To the best of our knowledge, this is the first study in which relationship between visceral pleural, lymphovascular, and perineural invasion, and other clinicopathologic characteristics and their significance as prognostic factors were explored together. But our study had some limitations like inclusion of T3–T4 tumors respectively lower number of patients, probability of having more patients with tumors that have a certain undetermined/unknown negative prognostic factor or with a higher SUV (standardized uptake value), which may shadow the prognostic impact of these invasions [21].
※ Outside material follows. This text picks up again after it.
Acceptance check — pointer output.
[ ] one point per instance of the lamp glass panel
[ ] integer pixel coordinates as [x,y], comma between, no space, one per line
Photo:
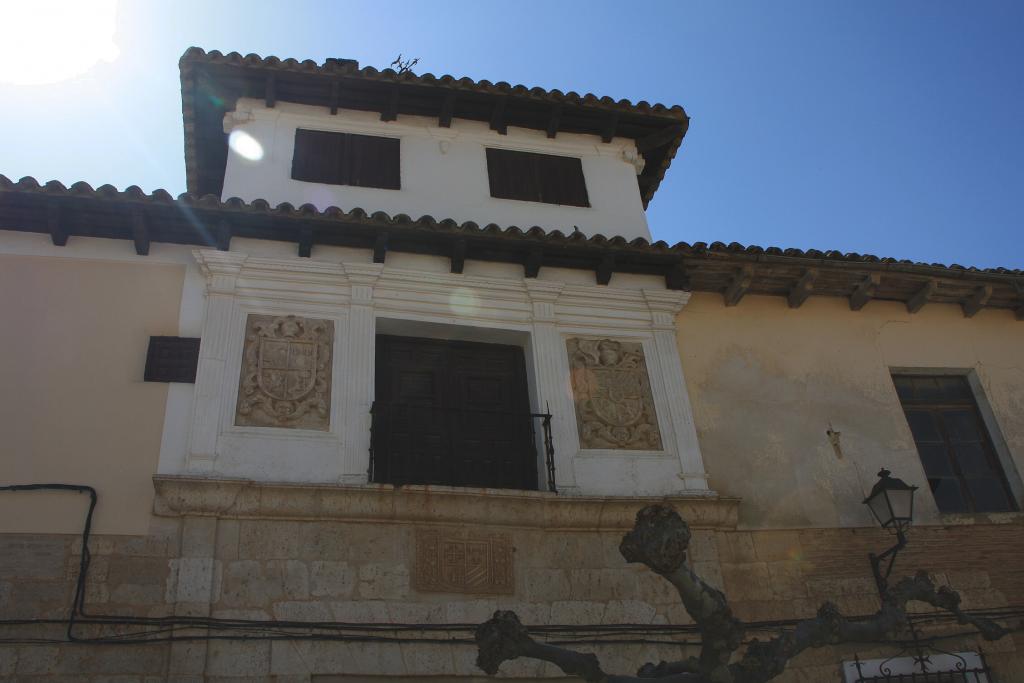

In conclusion, despite the limitations mentioned above we found that the presence of VPI was an independent risk factor, LVI was correlated with poor outcome and although it is not statistically meaningful, PNI seemed to have a clinical impact. Also our findings highlighted the relationships between these pathologic factors and age, gender, histological type of tumor, pathologic T–N status, pathologic stage (according to the 7th version of TNM staging system), greatest tumor dimension, and grade of differentiation.
We may suggest that in NSCLC if histopathologic evaluation reveals one of these invasions (PNI, VPI, or LVI) or a combination of them, adjuvant therapy may be recommended or at least these patients must be closely followed up after surgery. Maybe a pathologic scoring system including these invasions can be framed to yield a better staging system for NSCLC. We also believe that large-scale studies must be carried out to clarify the validity of these results.